Thursday morning I received another email, this one from a woman in the ILL department. According to the OCLC (Online Computer Library Center), she reported, the only library copy available in the U.S. is the restricted one from the Library of Congress. “I would suggest you speak with a Reference Librarian about purchasing, but the cost for a hardcopy [is] USED $862.26, NEW $1992.97,” she wrote, and included the pertinent link to Amazon.com. The price printed on the cover of the book is £12.99 – about $20.28. Then the ILL librarian presented me with an unexpected gift: “I understand you would prefer to take this book out of the library; in this case I'm giving our Circulation staff authorization to give you this book.

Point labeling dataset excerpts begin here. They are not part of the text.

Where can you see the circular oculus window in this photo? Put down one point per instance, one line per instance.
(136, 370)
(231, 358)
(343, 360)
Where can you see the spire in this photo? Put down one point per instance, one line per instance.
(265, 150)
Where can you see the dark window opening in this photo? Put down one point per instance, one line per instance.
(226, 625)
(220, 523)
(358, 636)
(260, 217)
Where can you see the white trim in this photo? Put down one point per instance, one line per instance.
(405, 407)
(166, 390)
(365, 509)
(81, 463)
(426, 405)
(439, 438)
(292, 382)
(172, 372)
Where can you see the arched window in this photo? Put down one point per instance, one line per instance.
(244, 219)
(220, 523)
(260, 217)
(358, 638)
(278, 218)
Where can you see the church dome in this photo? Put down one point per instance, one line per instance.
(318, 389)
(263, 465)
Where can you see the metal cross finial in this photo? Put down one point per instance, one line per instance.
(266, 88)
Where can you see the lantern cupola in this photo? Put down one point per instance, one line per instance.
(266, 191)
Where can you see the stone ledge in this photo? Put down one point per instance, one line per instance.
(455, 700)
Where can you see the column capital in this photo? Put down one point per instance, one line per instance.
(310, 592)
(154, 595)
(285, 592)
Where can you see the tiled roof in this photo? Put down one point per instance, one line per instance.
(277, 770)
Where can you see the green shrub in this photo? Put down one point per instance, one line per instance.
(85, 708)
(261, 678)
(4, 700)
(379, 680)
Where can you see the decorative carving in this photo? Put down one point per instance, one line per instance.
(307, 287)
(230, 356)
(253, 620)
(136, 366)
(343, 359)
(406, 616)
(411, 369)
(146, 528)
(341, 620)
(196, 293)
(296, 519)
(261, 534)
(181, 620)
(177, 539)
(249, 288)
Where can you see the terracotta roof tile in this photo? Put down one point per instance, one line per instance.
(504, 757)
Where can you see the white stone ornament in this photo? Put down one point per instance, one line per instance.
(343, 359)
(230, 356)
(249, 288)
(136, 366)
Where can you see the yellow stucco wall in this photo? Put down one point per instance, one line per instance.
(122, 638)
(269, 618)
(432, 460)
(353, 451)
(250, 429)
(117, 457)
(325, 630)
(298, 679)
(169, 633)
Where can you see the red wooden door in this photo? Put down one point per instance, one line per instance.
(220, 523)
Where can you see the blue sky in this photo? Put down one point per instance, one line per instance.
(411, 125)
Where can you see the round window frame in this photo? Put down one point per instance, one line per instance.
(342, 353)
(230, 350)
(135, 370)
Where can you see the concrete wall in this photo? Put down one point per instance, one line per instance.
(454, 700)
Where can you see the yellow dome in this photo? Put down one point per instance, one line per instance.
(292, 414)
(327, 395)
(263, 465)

You have requested several books through Interlibrary Loan and you have a good reputation with our department and the library, so I do not have any issues with you taking the book out of the library.”
Librarians and other book people can be monsters, like the rest of the species, but I had stumbled upon an angel, and yet another happy example of book-driven serendipity. For Dalrymple, serendipity is the essence of the bookish life, the reason we haunt bookshops, libraries and other peoples’ shelves. It is also precisely the quality most vulnerable to the ease and convenience of the internet. Booksellers tell him young people increasingly visit their shops with a single title in mind. If it’s not in stock, they leave – no browsing, no letting go of the strictly utilitarian, no faith that a better book may be waiting for them. Dalrymple writes:
“They cannot know, then, the pleasures of serendipity, for their view of books is entirely an instrumental one, a means to an end, say the completion of an assignment. They have been brought up in an educational environment in which everything that is taught is of supposed relevance to their lives as they now are, or soon will be; indeed, any lack of such relevance is an alleged explanation of their ill-behaviour or refractoriness in learning. The notion that the irrelevance of subject matter to their current lives might enrich those lives and enlarge their outlook, by increasing what counts as relevant for them, is utterly alien. We live in an age that praises diversity and imposes uniformity.”